We are a commune of inquiring, skeptical, politically centrist, capitalist, anglophile, traditionalist New England Yankee humans, humanoids, and animals with many interests beyond and above politics. Each of us has had a high-school education (or GED), but all had ADD so didn't pay attention very well, especially the dogs. Each one of us does "try my best to be just like I am," and none of us enjoys working for others, including for Maggie, from whom we receive neither a nickel nor a dime. Freedom from nags, cranks, government, do-gooders, control-freaks and idiots is all that we ask for.
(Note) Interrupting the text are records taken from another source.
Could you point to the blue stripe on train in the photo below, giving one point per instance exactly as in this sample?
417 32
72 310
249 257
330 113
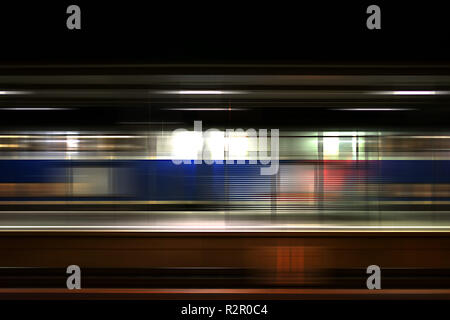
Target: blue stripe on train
163 180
On September 6, 1620, our Pilgrim Fathers and Mothers set sail from Holland, where many Puritans had fled, to England to furnish the boat and pick up more passengers, and headed to what was called "North Virginia" - New York harbor, specifically.
They left too late in the year. The leaky Speedwell slowed them down, and the Mayflower herself was an old tub. On November 9 they made landfall in Cape Cod (a mere 2 degrees off course), but found heading south to NY was treacherous with the autumn storms, so they gave up that effort and returned to the Cape, anchored in Provincetown Harbor, and began exploring Cape Cod (and stealing caches of Indian corn) until deciding on Plymouth as the spot to settle down for the very hard first winter.
Only 50 of the 110 on board the Mayflower survived the first winter. Had they anticipated that catastrophe, they never would have left Europe. Samoset and Squanto appeared in March (Squanto spoke English, and had already been to England, and probably to Spain too), and helped them figure out how to live, farm, hunt, and fish, in rugged New England. Plymouth, fortunately, had many large, abandoned Indian corn fields so it wasn't too difficult to get the spring planting underway.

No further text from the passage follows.